Courtney McNeely
June 2020
Courtney
McNeely
,
RN, BSN
Critical Care
Winchester Medical Center
Winchester
,
VA
United States

 

 

 

On Saturday I was 1:1 with this very sick ICU patient; this is not unusual. The patient touched my heart, as she was incredibly sick and still able to smile and follow commands, even though she was on extremely high ventilator settings on the VDR. Often when our patients are this sick we know they have a very small chance of a positive outcome. She was very sick with many comorbidities.
As morning came the inevitable happened and the patient lost her blood pressure and then her pulse. As a team, ICU 1 began to code her. I could nominate each of my coworkers and tell you that, while everything was not perfect, we were a team and met the goal of getting the patient's pulse back. However, the patient would soon code again, then again, and again. She would code multiple times because some things cannot be fixed.
The point of this story is not to show what an excellent job we do in Critical Care. The point is to simply tell you that this code was different. This code is one that leaves a nurse just a little bit broken, a bit hurt. This is one of those shifts where the tears start in the car on the way home and continue until you have ran every possible scenario in your head and sleep becomes vastly important so you can return to care for the next patients to come to you.
At Winchester Medical Center we have so many wonderful nurses; they give so much to the patients. I believe Sherri Jenkins and Courtney McNeely are true DAISY Nurses.
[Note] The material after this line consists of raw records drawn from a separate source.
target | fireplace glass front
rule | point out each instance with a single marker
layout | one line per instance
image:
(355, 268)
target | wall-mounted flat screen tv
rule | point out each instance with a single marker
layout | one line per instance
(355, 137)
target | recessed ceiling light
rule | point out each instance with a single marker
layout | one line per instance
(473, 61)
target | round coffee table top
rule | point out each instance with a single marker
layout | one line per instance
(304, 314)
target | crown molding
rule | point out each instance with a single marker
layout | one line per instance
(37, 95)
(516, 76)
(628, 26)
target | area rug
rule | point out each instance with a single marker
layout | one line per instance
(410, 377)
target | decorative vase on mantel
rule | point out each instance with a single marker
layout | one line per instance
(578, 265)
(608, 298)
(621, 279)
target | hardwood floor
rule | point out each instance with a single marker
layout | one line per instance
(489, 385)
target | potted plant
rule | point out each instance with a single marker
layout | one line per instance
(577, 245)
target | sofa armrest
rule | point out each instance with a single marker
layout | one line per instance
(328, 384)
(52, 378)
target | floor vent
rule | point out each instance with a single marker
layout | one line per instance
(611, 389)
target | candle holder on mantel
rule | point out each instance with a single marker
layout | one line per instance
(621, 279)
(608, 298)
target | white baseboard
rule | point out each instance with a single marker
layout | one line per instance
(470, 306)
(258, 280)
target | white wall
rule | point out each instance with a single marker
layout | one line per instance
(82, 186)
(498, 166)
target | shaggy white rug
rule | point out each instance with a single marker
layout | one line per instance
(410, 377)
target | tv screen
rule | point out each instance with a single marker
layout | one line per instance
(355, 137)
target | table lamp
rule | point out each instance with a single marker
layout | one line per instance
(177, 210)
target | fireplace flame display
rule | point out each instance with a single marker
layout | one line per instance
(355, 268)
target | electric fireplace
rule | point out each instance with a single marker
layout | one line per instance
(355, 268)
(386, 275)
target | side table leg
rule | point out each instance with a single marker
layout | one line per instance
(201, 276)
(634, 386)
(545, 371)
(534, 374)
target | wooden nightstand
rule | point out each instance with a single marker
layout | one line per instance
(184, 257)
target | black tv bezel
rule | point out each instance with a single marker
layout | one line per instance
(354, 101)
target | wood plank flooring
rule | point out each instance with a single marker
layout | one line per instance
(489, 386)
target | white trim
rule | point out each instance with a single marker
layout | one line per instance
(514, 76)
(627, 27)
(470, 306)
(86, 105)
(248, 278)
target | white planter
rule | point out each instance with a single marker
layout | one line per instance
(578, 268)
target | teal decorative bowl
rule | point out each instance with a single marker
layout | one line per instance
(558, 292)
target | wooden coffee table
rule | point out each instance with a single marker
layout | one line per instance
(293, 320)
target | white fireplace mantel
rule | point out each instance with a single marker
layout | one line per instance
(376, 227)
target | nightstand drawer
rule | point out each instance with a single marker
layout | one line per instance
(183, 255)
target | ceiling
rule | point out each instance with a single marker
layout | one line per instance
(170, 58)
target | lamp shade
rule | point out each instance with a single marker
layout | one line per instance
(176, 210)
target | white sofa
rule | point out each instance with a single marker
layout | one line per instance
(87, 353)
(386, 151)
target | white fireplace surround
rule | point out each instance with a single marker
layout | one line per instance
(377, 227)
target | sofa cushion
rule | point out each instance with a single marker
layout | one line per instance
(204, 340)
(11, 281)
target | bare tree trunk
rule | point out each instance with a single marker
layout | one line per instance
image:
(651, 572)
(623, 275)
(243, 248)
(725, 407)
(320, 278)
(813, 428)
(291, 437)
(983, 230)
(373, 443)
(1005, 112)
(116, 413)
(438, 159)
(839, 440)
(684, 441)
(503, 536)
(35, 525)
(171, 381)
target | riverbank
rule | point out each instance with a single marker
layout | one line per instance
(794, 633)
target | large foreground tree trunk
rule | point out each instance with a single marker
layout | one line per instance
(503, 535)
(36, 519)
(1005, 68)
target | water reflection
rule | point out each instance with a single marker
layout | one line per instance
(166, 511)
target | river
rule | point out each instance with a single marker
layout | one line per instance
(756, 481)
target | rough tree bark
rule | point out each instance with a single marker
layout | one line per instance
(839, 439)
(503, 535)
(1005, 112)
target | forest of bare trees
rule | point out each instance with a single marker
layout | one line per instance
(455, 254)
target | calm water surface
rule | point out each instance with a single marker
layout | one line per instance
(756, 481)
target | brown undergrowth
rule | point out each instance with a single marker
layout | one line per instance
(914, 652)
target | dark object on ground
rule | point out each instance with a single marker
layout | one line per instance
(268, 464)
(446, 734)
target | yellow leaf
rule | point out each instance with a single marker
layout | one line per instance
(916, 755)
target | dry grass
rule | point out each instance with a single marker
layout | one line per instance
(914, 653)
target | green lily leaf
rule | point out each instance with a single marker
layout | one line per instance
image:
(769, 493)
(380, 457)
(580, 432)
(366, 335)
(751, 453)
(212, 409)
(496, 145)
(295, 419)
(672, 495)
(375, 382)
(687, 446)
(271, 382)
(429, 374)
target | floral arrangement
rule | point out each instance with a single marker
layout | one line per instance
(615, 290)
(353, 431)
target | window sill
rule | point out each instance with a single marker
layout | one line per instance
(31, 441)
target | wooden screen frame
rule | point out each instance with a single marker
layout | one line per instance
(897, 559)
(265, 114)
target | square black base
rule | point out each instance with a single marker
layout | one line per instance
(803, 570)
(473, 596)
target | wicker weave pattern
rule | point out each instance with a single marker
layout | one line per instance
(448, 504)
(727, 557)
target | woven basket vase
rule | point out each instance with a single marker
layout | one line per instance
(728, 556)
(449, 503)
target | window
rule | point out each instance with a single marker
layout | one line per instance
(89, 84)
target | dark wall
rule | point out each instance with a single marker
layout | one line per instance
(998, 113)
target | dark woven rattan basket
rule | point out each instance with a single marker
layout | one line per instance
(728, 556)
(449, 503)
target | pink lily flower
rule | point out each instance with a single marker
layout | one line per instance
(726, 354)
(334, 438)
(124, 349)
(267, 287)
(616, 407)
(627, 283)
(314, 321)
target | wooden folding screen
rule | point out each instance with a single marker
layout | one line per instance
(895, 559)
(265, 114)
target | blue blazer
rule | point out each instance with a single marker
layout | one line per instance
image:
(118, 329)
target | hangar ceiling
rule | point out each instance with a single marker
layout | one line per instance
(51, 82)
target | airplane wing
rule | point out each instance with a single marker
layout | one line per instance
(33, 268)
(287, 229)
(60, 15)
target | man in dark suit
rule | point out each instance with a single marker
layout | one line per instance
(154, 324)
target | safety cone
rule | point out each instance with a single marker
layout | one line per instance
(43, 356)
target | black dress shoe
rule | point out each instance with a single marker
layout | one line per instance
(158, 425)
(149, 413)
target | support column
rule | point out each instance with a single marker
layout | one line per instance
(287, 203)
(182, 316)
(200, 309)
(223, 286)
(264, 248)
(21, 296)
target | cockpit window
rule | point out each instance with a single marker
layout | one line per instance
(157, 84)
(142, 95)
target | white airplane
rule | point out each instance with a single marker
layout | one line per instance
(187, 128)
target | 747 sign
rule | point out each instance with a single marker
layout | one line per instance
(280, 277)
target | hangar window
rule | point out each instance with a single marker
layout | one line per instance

Not because of the code, not because of the amazing compressions Sherri did, and not for the godsend it was that Courtney stepped up to chart for me. So many people performed their jobs that night and helped me perform mine.
Let me explain: After those type of shifts sometimes we are broken. It is hard to come back through those doors sometimes. As broken as I was, when I returned to work the next night with the "must tackle this shift" attitude I really wasn't my best self. That was until I saw Sherri, who gave me a gift bag with tea, and a hug (but don't tell anyone she did that). Then I saw Courtney, who also had the kindest words and tea for me. They gave me exactly what I needed; they fixed me.
So many times we give all we can to our patients. Over and over we give them all we have. Most of the nurses at WMC are here to do just that. How do you pick the most compassionate nurse when they are all selfless and give everything? You find the ones who are like that when nobody is watching, when they are not on the clock. The ones who can fix a slightly broken coworker because they just knew I needed it.